今回は令和8年度(2026年度)税制改正大綱に盛り込まれた、「賃貸住宅などの貸付用不動産の相続時評価の改正」を中心に、その他の住宅や不動産に関する改正項目をピックアップして解説します。

現行の評価と評価減の理由

賃貸用不動産の流通価格と相続税評価額の間に乖離があることを利用したスキームは、相続税対策として広く知られています。これは税の不公平感があるとして改正されることになります。

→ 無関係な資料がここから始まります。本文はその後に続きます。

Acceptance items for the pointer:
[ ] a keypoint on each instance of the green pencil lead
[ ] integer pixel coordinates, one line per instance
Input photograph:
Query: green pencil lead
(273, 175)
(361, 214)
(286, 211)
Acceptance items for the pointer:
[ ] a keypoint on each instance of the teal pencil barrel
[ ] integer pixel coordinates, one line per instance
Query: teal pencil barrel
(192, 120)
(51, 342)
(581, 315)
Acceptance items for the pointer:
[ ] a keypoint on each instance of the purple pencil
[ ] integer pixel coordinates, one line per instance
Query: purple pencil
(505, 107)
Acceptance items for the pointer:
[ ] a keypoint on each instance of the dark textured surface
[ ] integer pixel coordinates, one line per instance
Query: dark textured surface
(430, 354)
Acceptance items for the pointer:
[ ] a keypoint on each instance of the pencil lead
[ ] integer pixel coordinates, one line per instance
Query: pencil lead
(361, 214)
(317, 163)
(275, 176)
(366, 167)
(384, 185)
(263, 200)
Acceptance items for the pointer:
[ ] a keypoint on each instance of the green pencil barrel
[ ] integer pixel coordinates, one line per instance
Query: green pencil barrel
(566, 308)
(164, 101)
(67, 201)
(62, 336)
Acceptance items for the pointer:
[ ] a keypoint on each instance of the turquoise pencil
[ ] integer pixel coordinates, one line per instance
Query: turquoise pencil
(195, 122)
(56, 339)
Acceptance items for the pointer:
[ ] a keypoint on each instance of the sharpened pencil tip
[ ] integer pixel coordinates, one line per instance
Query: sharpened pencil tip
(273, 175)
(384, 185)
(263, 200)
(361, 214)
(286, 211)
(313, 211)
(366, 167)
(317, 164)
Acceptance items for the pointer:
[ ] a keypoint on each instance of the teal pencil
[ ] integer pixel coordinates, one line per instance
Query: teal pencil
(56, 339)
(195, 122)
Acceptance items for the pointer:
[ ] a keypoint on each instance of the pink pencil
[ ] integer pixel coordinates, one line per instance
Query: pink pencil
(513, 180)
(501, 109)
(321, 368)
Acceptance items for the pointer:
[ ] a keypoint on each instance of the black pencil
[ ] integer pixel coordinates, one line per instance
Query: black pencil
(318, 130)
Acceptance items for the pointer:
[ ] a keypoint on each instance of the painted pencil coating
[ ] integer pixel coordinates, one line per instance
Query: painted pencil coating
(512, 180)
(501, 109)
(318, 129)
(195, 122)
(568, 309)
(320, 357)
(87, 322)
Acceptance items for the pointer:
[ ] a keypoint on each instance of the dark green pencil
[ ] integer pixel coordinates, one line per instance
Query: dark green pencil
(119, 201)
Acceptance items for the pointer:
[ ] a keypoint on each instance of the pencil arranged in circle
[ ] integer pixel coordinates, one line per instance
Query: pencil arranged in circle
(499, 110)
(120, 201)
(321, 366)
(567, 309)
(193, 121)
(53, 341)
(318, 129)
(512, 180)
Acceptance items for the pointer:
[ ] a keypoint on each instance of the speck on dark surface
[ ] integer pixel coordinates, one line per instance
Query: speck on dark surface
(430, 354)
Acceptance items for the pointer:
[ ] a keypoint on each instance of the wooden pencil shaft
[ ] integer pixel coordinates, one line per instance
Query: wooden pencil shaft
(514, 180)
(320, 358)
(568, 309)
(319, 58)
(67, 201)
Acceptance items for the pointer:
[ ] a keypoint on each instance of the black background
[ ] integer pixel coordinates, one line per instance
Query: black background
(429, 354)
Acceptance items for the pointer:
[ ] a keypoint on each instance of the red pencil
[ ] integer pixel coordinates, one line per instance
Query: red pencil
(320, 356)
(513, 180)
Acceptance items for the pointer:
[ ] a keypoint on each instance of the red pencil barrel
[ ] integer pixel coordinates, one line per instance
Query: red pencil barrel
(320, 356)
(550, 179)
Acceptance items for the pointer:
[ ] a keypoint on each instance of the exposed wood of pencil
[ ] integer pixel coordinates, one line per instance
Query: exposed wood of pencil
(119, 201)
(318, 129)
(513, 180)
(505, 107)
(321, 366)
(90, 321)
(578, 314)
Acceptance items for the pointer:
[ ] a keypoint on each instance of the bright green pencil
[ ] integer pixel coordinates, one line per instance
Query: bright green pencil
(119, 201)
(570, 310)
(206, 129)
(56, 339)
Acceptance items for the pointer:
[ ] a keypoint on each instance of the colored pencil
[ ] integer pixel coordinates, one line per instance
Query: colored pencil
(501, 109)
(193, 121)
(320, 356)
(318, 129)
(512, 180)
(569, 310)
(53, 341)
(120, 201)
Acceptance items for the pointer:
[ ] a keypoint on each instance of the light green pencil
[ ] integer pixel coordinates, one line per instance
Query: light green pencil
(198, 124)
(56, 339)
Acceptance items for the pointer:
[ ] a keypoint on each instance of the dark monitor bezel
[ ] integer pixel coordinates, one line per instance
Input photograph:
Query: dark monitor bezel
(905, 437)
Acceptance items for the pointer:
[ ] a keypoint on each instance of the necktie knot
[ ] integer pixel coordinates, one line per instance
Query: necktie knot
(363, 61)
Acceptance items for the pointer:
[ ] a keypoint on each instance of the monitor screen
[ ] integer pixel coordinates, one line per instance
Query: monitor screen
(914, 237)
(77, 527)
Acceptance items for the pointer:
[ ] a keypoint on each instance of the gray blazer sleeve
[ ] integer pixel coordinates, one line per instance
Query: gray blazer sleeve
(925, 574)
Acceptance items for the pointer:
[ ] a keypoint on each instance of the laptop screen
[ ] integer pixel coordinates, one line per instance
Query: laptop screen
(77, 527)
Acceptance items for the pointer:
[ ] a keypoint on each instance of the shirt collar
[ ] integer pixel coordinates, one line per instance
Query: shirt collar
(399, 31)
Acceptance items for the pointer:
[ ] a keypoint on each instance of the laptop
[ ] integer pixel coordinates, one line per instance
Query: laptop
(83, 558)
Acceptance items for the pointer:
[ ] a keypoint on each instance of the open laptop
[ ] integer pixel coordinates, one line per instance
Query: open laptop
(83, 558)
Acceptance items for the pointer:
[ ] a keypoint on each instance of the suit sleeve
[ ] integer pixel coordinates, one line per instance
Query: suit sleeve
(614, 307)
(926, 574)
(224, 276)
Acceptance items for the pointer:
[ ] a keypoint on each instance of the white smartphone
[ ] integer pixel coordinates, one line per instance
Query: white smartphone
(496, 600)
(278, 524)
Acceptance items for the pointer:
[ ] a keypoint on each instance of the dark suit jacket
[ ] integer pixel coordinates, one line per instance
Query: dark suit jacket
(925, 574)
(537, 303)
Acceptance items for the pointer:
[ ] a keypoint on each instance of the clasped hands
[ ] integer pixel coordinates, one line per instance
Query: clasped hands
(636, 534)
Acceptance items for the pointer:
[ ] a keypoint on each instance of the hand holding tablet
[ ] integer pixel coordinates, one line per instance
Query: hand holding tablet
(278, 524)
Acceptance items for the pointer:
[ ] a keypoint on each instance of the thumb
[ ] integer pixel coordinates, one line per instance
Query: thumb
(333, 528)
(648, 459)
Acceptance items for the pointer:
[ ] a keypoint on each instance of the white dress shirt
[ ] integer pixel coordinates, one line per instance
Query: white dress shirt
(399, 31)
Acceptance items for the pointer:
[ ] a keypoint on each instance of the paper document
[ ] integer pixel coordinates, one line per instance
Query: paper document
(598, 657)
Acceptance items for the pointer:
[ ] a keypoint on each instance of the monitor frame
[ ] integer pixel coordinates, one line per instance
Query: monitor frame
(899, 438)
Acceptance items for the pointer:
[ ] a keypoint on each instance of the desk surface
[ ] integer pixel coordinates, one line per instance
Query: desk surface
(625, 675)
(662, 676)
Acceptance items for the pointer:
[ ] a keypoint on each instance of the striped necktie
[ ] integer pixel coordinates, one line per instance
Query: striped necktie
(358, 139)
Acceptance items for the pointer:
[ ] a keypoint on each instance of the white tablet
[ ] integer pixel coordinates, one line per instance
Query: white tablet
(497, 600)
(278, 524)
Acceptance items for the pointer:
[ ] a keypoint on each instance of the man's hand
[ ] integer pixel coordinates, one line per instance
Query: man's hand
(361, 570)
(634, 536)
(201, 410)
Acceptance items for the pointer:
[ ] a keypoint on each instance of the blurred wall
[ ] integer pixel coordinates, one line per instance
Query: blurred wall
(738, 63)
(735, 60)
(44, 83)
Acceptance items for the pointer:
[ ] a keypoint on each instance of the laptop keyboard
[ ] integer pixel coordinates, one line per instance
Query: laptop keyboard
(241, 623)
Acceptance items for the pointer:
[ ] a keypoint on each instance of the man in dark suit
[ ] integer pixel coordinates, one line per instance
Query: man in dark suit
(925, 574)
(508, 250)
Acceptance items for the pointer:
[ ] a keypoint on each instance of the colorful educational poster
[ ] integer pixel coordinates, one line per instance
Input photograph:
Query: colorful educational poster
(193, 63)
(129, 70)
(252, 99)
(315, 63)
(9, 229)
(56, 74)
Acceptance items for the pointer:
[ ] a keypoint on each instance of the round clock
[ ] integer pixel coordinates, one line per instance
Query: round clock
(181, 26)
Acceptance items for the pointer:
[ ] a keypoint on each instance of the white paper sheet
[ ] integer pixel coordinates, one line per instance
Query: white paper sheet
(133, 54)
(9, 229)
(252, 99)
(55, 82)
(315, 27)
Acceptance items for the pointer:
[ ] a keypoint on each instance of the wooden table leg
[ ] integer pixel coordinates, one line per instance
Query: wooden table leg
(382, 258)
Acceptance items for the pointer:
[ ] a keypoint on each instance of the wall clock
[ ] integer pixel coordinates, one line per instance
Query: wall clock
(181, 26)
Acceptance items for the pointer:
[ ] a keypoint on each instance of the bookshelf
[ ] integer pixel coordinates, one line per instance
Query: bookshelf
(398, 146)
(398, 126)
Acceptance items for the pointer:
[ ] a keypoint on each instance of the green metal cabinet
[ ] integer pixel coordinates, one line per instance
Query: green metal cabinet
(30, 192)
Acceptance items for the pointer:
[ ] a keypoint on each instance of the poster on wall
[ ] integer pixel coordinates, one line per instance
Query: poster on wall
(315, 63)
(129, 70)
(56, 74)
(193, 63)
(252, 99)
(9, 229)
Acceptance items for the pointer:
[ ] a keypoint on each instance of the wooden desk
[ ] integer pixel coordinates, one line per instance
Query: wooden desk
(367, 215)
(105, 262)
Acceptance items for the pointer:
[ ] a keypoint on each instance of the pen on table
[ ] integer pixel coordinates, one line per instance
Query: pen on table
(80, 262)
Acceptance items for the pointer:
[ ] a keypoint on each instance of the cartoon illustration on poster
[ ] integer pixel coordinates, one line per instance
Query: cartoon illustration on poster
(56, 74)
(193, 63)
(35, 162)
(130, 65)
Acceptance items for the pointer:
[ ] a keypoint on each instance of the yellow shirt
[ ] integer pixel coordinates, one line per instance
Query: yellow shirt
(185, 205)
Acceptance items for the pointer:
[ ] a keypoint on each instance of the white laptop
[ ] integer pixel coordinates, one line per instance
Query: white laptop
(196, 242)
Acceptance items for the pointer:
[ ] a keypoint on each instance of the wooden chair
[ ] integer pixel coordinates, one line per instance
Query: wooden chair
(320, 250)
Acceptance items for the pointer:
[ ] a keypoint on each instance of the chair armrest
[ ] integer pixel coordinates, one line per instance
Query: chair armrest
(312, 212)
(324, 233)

国税庁がHPに掲示している例では、「課税時期において貸家の用に供されている家屋は、その家屋の固定資産税評価額に借家権割合と賃貸割合を乗じた価額を、その家屋の固定資産税評価額から控除して評価します。
具体的には家屋の固定資産税評価額が1,000千円、借家権割合が30%である地域で、賃貸割合が100%である場合、1,000千円-1,000千円×30%×100%で財産評価額は700千円となります」この例では賃貸用の家屋は固定資産税評価額の70%になるということです。

固定資産税評価額は、概ね時価の70~80%程度に設定されています。そのため時価(=流通価格)と比較すると、評価額は70%×70%=49%となり、約半額の評価となります。
この評価に基づいて相続税が課税されるため、現金で保有すれば、その評価は(言うまでもなく)100%となります。
この例では課税評価額が51%減らせることになります。現行の制度では、この原則の計算方法で計算した際に、著しく問題があると国税庁が判断した場合には、個別に評価することになっています。

しかし、これまでの評価方法では公平性を保つことが難しく(指摘を受けた側が、不運と感じてしまう状況)、また納税者にとっても「どう評価されるかわからない」という不安な状況となります。こうした課題を解消するために、今回の改正が行われたのです。

改正の内容

相続税法は基本的には「時価主義」を採っており、貸付用不動産(=賃貸住宅など)の市場価格と相続税評価額との乖離の実態を踏まえて、その取引実態等を考慮し、以下の見直しが行われます。
以下「※財務省公表資料 令和8年度税制改革大綱」より引用。

「被相続人等が課税時期前5年以内に対価を伴う取引により取得又は新築をした一定の貸付用不動産については、課税時期における通常の取引価額に相当する金額によって評価する」
(注)上記の課税時期における通常の取引価額に相当する金額については、課税上の弊害がない限り、被相続人等が取得等をした貸付用不動産に係る取得価額を基に地価の変動等を考慮して計算した価額の 100 分の 80 に相当する金額によって評価することができることとする。

適用時期

この改正は、令和9年(2027年)1月1日以降に相続等により取得をする財産の評価に適用されます。
つまり、相続発生日(被相続人が亡くなった日)が例えば令和9年(2027年)の2月などであれば適用対象となります。
この場合、財産の取得時期は問いませんので、例えば令和4年(2022年)3月に賃貸用住宅として購入した場合であっても、令和9年(2027年)に相続が発生すれば、土地・建物とも適用されます。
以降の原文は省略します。